Erokhina L G, Chekneva N S, Stakhovskaia L V, Davletkhanov E D
Zh Nevropatol Psikhiatr Im S S Korsakova. 1985;85(11):1609-14.
The authors made a clinico-electrophysiological analysis of hypoglycemic conditions in 20 patients admitted to the clinic with acute cerebral symptomatology. They describe the following neurological symptoms developing in hypoglycemia: paroxysmal disturbances of consciousness, including epileptic seizures; pseudostrokes; pseudotumours; comatose states. The paper presents criteria of the differentiation between primary cerebral disorders and neuroglycopenic symptoms of hypoglycemic conditions. These criteria include the development of consciousness disturbances in morning and after long intervals between meals, excessive weakness for sweets, fluctuations of the degree of focal and general cerebral symptoms from mild lipothymic states to the development of pronounced focal neurological symptomatology, the presence of high amplitude slow wave activity at all EEG leads and the efficacy of the intravenous administration of glucose.
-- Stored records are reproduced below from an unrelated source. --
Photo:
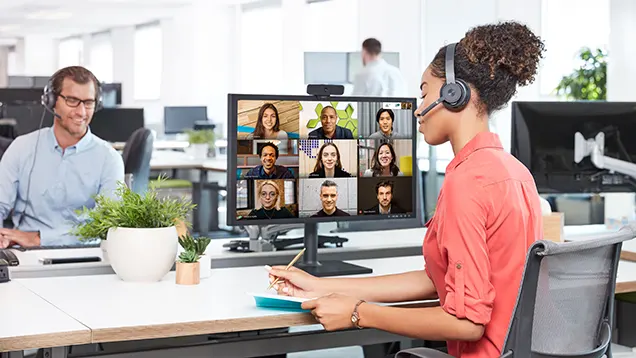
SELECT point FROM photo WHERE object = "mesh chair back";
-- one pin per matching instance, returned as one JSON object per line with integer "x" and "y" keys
{"x": 567, "y": 298}
{"x": 137, "y": 154}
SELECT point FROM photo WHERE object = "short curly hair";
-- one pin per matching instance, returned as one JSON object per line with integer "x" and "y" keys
{"x": 493, "y": 59}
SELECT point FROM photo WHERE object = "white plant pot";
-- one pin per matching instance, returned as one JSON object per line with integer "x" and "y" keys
{"x": 205, "y": 268}
{"x": 199, "y": 150}
{"x": 104, "y": 246}
{"x": 142, "y": 255}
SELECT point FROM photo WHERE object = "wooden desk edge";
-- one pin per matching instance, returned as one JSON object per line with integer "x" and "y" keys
{"x": 45, "y": 340}
{"x": 182, "y": 329}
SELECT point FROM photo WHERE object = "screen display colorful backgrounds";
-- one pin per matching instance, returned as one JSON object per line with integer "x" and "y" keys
{"x": 340, "y": 159}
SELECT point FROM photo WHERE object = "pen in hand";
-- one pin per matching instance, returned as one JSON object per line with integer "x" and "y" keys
{"x": 287, "y": 268}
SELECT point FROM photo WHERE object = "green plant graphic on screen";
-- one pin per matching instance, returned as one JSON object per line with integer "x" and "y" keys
{"x": 345, "y": 117}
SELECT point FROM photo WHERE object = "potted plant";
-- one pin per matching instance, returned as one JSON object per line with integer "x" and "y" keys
{"x": 140, "y": 229}
{"x": 193, "y": 260}
{"x": 201, "y": 141}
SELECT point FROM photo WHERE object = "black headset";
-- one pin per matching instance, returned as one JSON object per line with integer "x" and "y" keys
{"x": 49, "y": 97}
{"x": 455, "y": 93}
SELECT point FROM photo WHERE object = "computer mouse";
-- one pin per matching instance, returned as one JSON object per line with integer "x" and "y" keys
{"x": 8, "y": 256}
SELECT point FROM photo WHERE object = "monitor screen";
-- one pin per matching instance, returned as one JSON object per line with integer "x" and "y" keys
{"x": 298, "y": 159}
{"x": 543, "y": 139}
{"x": 179, "y": 119}
{"x": 28, "y": 117}
{"x": 117, "y": 124}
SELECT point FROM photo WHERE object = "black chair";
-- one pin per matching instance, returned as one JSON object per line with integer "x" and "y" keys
{"x": 4, "y": 144}
{"x": 565, "y": 307}
{"x": 137, "y": 154}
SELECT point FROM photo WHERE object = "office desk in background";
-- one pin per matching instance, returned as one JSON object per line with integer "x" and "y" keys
{"x": 361, "y": 245}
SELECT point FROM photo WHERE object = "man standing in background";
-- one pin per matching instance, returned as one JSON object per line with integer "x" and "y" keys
{"x": 378, "y": 78}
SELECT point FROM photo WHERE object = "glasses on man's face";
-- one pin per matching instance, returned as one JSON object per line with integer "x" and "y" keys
{"x": 75, "y": 102}
{"x": 265, "y": 194}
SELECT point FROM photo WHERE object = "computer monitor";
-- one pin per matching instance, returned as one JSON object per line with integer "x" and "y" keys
{"x": 543, "y": 140}
{"x": 111, "y": 94}
{"x": 298, "y": 175}
{"x": 117, "y": 124}
{"x": 28, "y": 117}
{"x": 179, "y": 119}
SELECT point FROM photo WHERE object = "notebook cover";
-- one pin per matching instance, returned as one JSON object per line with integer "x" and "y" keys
{"x": 287, "y": 303}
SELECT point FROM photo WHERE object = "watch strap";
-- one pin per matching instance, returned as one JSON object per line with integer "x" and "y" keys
{"x": 355, "y": 316}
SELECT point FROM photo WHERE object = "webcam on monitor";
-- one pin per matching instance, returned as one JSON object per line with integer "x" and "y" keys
{"x": 325, "y": 90}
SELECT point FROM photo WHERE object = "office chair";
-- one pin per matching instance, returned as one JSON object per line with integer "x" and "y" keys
{"x": 8, "y": 128}
{"x": 566, "y": 300}
{"x": 137, "y": 154}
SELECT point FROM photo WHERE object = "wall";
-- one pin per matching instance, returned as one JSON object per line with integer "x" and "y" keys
{"x": 4, "y": 64}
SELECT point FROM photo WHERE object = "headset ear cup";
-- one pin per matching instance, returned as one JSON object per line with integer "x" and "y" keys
{"x": 456, "y": 96}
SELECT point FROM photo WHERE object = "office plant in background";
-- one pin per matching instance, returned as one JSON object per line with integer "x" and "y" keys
{"x": 140, "y": 231}
{"x": 188, "y": 265}
{"x": 201, "y": 141}
{"x": 589, "y": 81}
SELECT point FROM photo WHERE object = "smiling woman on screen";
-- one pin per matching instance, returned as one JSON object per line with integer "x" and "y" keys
{"x": 488, "y": 212}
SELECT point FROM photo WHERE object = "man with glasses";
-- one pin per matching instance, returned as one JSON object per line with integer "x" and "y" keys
{"x": 48, "y": 174}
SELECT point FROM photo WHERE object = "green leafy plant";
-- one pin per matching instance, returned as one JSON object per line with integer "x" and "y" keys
{"x": 589, "y": 81}
{"x": 131, "y": 210}
{"x": 201, "y": 137}
{"x": 193, "y": 248}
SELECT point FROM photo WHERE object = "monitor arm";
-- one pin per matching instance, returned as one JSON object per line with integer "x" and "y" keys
{"x": 594, "y": 148}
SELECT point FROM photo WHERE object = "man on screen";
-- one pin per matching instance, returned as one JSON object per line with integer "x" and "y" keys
{"x": 268, "y": 168}
{"x": 384, "y": 193}
{"x": 329, "y": 197}
{"x": 329, "y": 129}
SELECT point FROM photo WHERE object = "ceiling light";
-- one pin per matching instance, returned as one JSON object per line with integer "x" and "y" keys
{"x": 7, "y": 28}
{"x": 49, "y": 15}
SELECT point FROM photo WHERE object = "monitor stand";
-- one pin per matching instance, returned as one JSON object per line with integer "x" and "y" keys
{"x": 311, "y": 265}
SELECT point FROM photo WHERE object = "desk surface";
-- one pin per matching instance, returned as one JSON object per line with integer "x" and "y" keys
{"x": 120, "y": 311}
{"x": 361, "y": 245}
{"x": 29, "y": 321}
{"x": 168, "y": 160}
{"x": 113, "y": 310}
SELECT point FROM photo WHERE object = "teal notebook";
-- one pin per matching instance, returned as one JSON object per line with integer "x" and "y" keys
{"x": 286, "y": 303}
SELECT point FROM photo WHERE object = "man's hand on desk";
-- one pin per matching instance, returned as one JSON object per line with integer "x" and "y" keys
{"x": 10, "y": 237}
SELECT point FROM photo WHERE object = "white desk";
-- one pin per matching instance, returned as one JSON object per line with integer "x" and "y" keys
{"x": 361, "y": 245}
{"x": 117, "y": 311}
{"x": 169, "y": 160}
{"x": 27, "y": 321}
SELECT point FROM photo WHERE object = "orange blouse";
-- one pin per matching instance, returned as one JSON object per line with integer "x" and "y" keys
{"x": 487, "y": 216}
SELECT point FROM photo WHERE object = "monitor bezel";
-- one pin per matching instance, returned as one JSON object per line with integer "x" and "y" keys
{"x": 234, "y": 98}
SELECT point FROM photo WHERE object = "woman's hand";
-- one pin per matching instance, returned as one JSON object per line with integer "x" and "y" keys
{"x": 333, "y": 311}
{"x": 295, "y": 282}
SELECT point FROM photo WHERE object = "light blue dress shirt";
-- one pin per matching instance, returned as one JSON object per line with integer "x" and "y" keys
{"x": 379, "y": 79}
{"x": 62, "y": 182}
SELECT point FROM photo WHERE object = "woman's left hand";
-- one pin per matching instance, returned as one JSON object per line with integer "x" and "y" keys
{"x": 332, "y": 311}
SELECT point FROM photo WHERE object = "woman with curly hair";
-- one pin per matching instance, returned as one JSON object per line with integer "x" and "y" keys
{"x": 487, "y": 216}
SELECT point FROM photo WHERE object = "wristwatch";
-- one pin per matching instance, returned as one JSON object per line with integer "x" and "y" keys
{"x": 355, "y": 316}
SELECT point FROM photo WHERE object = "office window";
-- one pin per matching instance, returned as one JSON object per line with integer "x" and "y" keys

It has been shown that hypoglycemia may manifest itself by various cerebral disorders and that the development of recurrent hypoglycemic states may be responsible for secondary metabolic encephalopathy with various focal neurological symptomatology.
作者对20例因急性脑症状入院的患者的低血糖情况进行了临床电生理分析。他们描述了低血糖时出现的以下神经症状:阵发性意识障碍,包括癫痫发作;假性中风;假性肿瘤;昏迷状态。本文提出了原发性脑部疾病与低血糖症神经低血糖症状之间的鉴别标准。这些标准包括在早晨和长时间空腹后出现意识障碍、对甜食过度渴望、局灶性和全身性脑症状的程度从轻度晕厥状态到明显的局灶性神经症状的波动、所有脑电图导联出现高幅慢波活动以及静脉注射葡萄糖的疗效。结果表明,低血糖可能表现为各种脑部疾病,反复发生低血糖状态可能导致伴有各种局灶性神经症状的继发性代谢性脑病。